Understanding the G9765 fee schedule helps patients estimate costs and providers optimize billing for accurate reimbursements.
Factors that affect fee schedules
Medicare & Medicaid Rates
Government-set reimbursement amounts
Private Insurance Rates
Negotiated rates between providers and insurance companies
Geographic Location
Costs may be higher in urban areas.
Provider Type
Hospital providers may have different rates than private practice.

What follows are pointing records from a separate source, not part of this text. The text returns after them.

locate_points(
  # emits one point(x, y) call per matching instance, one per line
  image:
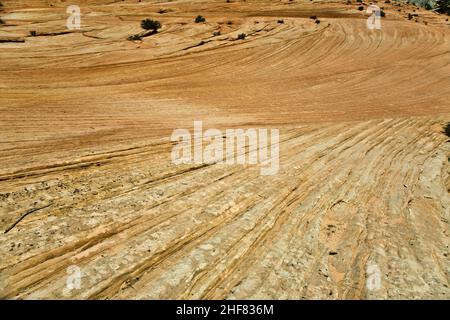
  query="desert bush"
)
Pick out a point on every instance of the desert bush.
point(134, 37)
point(443, 6)
point(149, 24)
point(200, 19)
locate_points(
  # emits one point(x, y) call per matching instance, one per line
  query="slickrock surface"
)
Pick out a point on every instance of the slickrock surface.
point(86, 177)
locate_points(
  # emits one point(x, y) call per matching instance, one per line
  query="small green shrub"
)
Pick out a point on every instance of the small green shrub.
point(200, 19)
point(149, 24)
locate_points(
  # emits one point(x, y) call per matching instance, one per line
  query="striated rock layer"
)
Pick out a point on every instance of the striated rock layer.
point(359, 209)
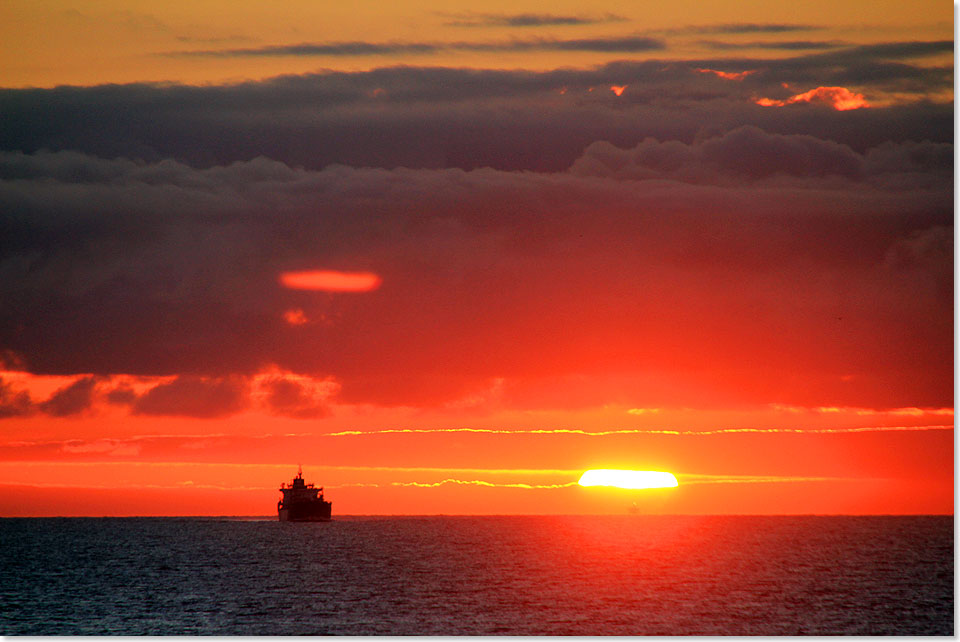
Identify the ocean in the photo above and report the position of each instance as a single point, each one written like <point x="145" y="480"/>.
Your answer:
<point x="503" y="575"/>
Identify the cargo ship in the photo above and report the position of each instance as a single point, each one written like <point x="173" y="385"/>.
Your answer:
<point x="302" y="502"/>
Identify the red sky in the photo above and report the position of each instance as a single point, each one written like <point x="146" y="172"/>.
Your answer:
<point x="448" y="258"/>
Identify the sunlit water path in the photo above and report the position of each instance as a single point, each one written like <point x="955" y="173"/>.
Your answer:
<point x="583" y="575"/>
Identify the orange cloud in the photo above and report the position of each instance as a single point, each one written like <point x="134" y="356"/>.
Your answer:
<point x="728" y="75"/>
<point x="330" y="281"/>
<point x="840" y="98"/>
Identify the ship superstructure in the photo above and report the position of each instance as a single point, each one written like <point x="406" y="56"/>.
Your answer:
<point x="303" y="502"/>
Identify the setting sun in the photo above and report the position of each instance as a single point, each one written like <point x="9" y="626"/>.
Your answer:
<point x="630" y="479"/>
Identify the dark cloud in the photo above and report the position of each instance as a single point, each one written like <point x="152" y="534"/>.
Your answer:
<point x="71" y="399"/>
<point x="712" y="262"/>
<point x="14" y="403"/>
<point x="292" y="399"/>
<point x="435" y="117"/>
<point x="195" y="397"/>
<point x="624" y="44"/>
<point x="525" y="20"/>
<point x="775" y="44"/>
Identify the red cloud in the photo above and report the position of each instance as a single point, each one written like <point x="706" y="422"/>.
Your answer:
<point x="840" y="98"/>
<point x="330" y="281"/>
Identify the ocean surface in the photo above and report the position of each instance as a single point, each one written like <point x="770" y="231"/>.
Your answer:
<point x="565" y="575"/>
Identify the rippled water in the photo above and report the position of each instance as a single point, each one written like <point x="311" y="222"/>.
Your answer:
<point x="589" y="575"/>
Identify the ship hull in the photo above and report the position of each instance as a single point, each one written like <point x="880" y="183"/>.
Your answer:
<point x="308" y="513"/>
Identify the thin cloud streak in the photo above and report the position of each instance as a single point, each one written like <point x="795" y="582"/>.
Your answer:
<point x="478" y="482"/>
<point x="524" y="20"/>
<point x="638" y="431"/>
<point x="775" y="44"/>
<point x="624" y="44"/>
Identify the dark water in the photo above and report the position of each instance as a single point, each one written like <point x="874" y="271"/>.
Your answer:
<point x="618" y="575"/>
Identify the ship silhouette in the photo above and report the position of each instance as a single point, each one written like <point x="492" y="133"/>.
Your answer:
<point x="303" y="502"/>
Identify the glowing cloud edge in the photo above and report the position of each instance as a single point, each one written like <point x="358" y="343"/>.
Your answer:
<point x="629" y="479"/>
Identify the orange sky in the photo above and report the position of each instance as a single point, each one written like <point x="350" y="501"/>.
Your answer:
<point x="756" y="304"/>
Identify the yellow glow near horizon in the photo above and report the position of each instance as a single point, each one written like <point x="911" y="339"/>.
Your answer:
<point x="630" y="479"/>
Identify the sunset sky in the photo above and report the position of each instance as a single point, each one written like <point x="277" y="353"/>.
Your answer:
<point x="448" y="256"/>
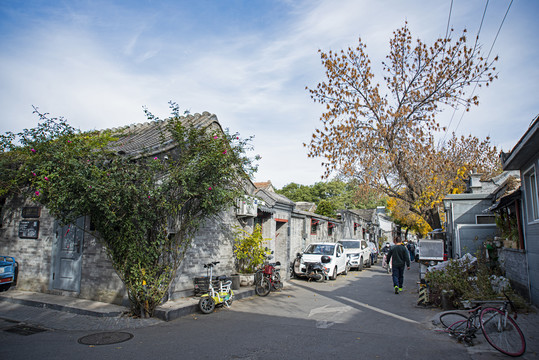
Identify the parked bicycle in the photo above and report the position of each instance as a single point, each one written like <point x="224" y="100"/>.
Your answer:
<point x="219" y="293"/>
<point x="499" y="329"/>
<point x="268" y="278"/>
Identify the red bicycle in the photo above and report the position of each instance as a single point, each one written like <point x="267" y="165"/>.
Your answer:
<point x="268" y="278"/>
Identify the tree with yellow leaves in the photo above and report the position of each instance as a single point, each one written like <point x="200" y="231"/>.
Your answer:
<point x="385" y="138"/>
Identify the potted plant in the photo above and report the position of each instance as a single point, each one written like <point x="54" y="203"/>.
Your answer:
<point x="250" y="252"/>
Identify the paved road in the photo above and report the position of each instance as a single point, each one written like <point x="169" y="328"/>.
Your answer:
<point x="354" y="317"/>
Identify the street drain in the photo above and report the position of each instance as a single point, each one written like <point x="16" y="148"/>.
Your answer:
<point x="105" y="338"/>
<point x="25" y="330"/>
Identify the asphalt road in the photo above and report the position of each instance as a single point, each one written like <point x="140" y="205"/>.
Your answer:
<point x="354" y="317"/>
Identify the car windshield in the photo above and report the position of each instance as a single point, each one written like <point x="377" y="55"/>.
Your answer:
<point x="350" y="244"/>
<point x="320" y="249"/>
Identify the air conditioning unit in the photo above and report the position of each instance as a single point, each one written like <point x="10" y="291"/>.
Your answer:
<point x="247" y="206"/>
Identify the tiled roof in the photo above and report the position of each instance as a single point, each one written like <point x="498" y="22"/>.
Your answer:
<point x="263" y="185"/>
<point x="151" y="137"/>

HCPCS G9765 vs. Other Additional Assorted Quality Measures Codes
The HCPCS G9765 code is part of the Procedures / Professional Services services used for Additional Assorted Quality Measures. It represents a moderate-complexity encounter and is one of several codes that vary based on time spent, level of medical decision-making, and documentation requirements.
The HCPCS G9765 code involves more provider time and moderate medical decision-making, unlike lower-level codes that require less time and simpler assessments. It typically includes multiple diagnoses, medication management, or test interpretation, leading to higher reimbursement and more detailed documentation requirements.
HCPCS Code | Complexity Level | Description |
---|---|---|
G9764 | Low | Patient has been treated with a systemic medication for psoriasis vulgaris |
G9765 | Low | Documentation that the patient declined change in medication or alternative therapies were unavailable, has documented contraindications, or has not been treated with a systemic medication for at least six consecutive months (e.g., experienced adverse effects or lack of efficacy with all other therapy options) in order to achieve better disease control as measured by pga, bsa, pasi, or dlqi |
G9766 | Low | Patients who are transferred from one institUTIon to another with a known diagnosis of CVA for endovascular stroke treatment |
See what providers are getting paid in 2025 for G9765:
HCPCS G9765 Fee Schedule & Reimbursement Rates
The HCPCS G9765 fee schedule varies by payer type. Below are Medicare rates for 2025 and average in-network rates by state across major payers:
Reimbursement rates depend on provider contracts, region, and payer. Always verify rates with your insurance provider or medical billing department.
What is Price Transparency?
The Price Transparency Rule is a federal law that took effect in July 2022, requiring all commercial payers to publicly disclose their prices through machine-readable files (MRFs). This landmark regulation mandates that insurance companies make healthcare costs transparent to the public.
Our data comes directly from these insurer-posted MRFs, ensuring compliance with the Price Transparency Rule. While PayerPrice is working toward a future where providers and payers collaborate for 100% upfront price certainty, it's important to acknowledge that data limitations and occasional errors may exist.